Veritas & Research (Dec 2020)
Thoughts on Intellectual Property Rights: the “unorthodox” approach
Abstract
Most experts hold the thesis that in the world there is a massive violation of Property Rights (property rights) in the field of intellectual property (specifically in certain parts of the industrial property such as patents and utility models). This idea has influenced the creation of national and international legislation which, in the opinion of a particular dissident doctrine, has generated -unnecessary- levels of overprotection. In an abstract and theoretical sense, this doctrine criticizes the dominant view. It relies on arguments such as the lack of need to regulate industrial property to the extent that an effective process of rivalry (economic competition) prevails. This through voluntary social cooperation that would make it inappropriate to establish the same protection that physical property receives. This assumption is valid in terms of the economic power of exclusion and recognition of ownership (subjective rights) despite the prevalence of theses such as the one that defends the need to introduce incentives (patrimonial retribution) for the generation of ideas and continuous improvements in innovation and development.
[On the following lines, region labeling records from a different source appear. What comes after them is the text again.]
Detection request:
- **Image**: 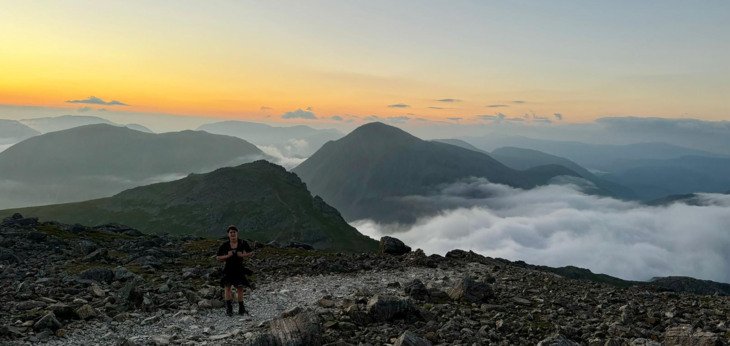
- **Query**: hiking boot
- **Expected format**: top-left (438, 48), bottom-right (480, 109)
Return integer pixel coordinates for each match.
top-left (226, 300), bottom-right (233, 316)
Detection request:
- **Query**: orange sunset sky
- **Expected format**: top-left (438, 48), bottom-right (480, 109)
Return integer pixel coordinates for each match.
top-left (0, 1), bottom-right (730, 122)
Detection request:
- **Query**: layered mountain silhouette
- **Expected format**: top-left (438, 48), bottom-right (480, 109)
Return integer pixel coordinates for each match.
top-left (293, 122), bottom-right (578, 223)
top-left (490, 147), bottom-right (635, 199)
top-left (0, 160), bottom-right (377, 251)
top-left (0, 124), bottom-right (267, 208)
top-left (198, 121), bottom-right (342, 157)
top-left (433, 138), bottom-right (489, 154)
top-left (21, 115), bottom-right (152, 133)
top-left (0, 119), bottom-right (40, 145)
top-left (462, 135), bottom-right (722, 172)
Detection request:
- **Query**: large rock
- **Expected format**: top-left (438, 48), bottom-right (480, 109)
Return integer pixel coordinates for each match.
top-left (393, 331), bottom-right (432, 346)
top-left (76, 304), bottom-right (98, 320)
top-left (664, 325), bottom-right (722, 346)
top-left (117, 277), bottom-right (144, 308)
top-left (48, 303), bottom-right (79, 320)
top-left (82, 248), bottom-right (109, 262)
top-left (366, 295), bottom-right (418, 321)
top-left (447, 277), bottom-right (494, 303)
top-left (262, 312), bottom-right (322, 346)
top-left (33, 312), bottom-right (63, 332)
top-left (0, 247), bottom-right (20, 263)
top-left (537, 334), bottom-right (580, 346)
top-left (380, 236), bottom-right (411, 256)
top-left (79, 268), bottom-right (114, 283)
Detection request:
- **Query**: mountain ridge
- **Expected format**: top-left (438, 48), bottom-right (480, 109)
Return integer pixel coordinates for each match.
top-left (0, 160), bottom-right (375, 251)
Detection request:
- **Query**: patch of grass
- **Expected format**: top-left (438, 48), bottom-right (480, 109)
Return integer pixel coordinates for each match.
top-left (255, 247), bottom-right (337, 259)
top-left (183, 239), bottom-right (221, 254)
top-left (36, 225), bottom-right (133, 242)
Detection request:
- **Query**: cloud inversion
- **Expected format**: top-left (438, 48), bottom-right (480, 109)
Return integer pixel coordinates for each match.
top-left (353, 178), bottom-right (730, 282)
top-left (281, 108), bottom-right (317, 119)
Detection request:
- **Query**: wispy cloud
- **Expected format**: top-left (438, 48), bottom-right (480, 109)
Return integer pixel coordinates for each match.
top-left (281, 107), bottom-right (317, 119)
top-left (388, 115), bottom-right (411, 124)
top-left (66, 96), bottom-right (129, 106)
top-left (388, 103), bottom-right (410, 108)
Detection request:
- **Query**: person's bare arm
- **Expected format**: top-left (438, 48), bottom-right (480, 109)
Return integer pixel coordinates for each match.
top-left (215, 251), bottom-right (233, 262)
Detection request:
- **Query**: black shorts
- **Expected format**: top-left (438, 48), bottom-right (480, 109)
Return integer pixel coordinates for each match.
top-left (221, 272), bottom-right (251, 287)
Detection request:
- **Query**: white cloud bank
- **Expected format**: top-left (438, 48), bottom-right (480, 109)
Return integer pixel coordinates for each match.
top-left (353, 179), bottom-right (730, 282)
top-left (258, 145), bottom-right (306, 170)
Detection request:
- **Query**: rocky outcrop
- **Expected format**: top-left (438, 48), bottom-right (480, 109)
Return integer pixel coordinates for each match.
top-left (0, 215), bottom-right (730, 346)
top-left (380, 236), bottom-right (411, 256)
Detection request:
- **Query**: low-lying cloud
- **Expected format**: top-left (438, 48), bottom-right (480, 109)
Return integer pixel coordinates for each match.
top-left (258, 145), bottom-right (306, 170)
top-left (353, 178), bottom-right (730, 282)
top-left (66, 96), bottom-right (129, 106)
top-left (281, 108), bottom-right (317, 120)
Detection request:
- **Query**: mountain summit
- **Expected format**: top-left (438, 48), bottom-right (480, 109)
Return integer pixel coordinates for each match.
top-left (293, 122), bottom-right (577, 222)
top-left (5, 160), bottom-right (377, 251)
top-left (0, 124), bottom-right (267, 208)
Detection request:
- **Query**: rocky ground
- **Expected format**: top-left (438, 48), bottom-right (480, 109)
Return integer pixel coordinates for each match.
top-left (0, 215), bottom-right (730, 345)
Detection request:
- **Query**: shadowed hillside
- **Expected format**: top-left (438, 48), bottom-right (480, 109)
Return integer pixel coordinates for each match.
top-left (293, 123), bottom-right (577, 222)
top-left (5, 161), bottom-right (376, 251)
Furthermore, this expressed through patents and utility models and their commercial identification (trademarks). Therefore, based on the above, and based on specific legal-economic considerations, this contribution choices a descriptive and argumentative methodology to present some thoughts on an unorthodox thesis: Why does a particular part of intellectual property produce a violation of Property Rights -understood as a passively universal obligation-?